Google Talk is Google's instant communications service. Interestingly the IM messages aren't the major architectural challenge, handling user presence indications dominate the design. They also have the challenge of handling small low latency messages and integrating with many other systems. How do they do it?
Site: http://www.google.com/talk
Information Sources
GoogleTalk Architecture
Platform
Linux
Java
Google Stack
Shard
What's Inside?
The Stats
Support presence and messages for millions of users.
Handles billions of packets per day in under 100ms.
IM is different than many other applications because the requests are small packets.
Routing and application logic are applied per packet for sender and receiver.
Messages must be delivered in-order.
Architecture extends to new clients and Google services.
Lessons Learned
Measure the right thing.
- People ask about how many IMs do you deliver or how many active users. Turns out not to be the right engineering question.
- Hard part of IM is how to show correct present to all connected users because growth is non-linear: ConnectedUsers * BuddyListSize * OnlineStateChanges
- A linear user grown can mean a very non-linear server growth which requires serving many billions of presence packets per day.
- Have a large number friends and presence explodes. The number IMs not that
big of deal.
Real Life Load Tests
- Lab tests are good, but don't tell you enough.
- Did a backend launch before the real product launch.
- Simulate presence requests and going on-line and off-line for weeks
and months, even if real data is not returned.

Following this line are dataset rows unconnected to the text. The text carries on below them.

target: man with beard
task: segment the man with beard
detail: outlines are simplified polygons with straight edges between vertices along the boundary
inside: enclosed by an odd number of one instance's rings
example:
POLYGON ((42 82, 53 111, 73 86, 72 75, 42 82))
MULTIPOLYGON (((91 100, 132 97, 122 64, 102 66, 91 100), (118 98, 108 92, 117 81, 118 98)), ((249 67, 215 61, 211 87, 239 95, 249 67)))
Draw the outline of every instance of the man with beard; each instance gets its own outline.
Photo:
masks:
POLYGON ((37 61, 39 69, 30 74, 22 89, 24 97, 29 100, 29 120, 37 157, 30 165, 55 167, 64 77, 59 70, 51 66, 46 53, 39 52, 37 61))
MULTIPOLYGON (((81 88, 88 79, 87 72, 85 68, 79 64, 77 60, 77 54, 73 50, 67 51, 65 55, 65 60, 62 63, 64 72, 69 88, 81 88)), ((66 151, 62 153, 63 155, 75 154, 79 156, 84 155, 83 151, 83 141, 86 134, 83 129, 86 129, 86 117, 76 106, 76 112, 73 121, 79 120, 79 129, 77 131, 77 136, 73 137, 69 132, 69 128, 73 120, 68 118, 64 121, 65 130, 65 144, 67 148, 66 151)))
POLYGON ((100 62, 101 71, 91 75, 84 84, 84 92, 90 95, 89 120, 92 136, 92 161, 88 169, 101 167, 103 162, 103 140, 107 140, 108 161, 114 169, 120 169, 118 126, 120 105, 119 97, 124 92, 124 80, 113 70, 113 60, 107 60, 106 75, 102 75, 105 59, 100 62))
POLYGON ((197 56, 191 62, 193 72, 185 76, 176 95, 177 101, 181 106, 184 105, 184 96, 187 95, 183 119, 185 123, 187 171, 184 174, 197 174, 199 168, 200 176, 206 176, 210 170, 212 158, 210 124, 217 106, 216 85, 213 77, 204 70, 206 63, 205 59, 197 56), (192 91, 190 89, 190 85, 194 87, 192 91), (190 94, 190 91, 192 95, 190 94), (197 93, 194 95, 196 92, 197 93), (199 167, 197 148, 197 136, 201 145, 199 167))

It works out many of the
kinks in network, failover, etc.
Dynamic Resharding
- Divide user data or load across shards.
- Google Talk backend servers handle traffic for a subset of users.
- Make it easy to change the number of shards with zero downtime.
- Don't shard across data centers. Try and keep users local.
- Servers can bring down servers and backups take over. Then you can bring up new servers and data migrated automatically and clients auto detect and go to new servers.
Add Abstractions to Hide System Complexity
- Different systems should have little knowledge of each other, especially when separate groups are working together.
- Gmail and Orkut don't know about sharding, load-balancing, or fail-over, data center architecture, or number of servers. Can change at anytime without cascading changes throughout the system.
- Abstract these complexities into a set of gateways that are discovered at runtime.
- RPC infrastructure should handle rerouting.
Understand Semantics of Lower Level Libraries
- Everything is abstracted, but you must still have enough knowledge of how they work to architect your system.
- Does your RPC create TCP connections to all or some of your servers? Very different implications.
- Does the library performance health checking? This is architectural implications as you can have separate system failing independently.
- Which kernel operation should you use? IM requires a lot connections but few have any activity. Use epoll vs poll/select.
Protect Again Operation Problems
- Smooth out all spoke in server activity graphs.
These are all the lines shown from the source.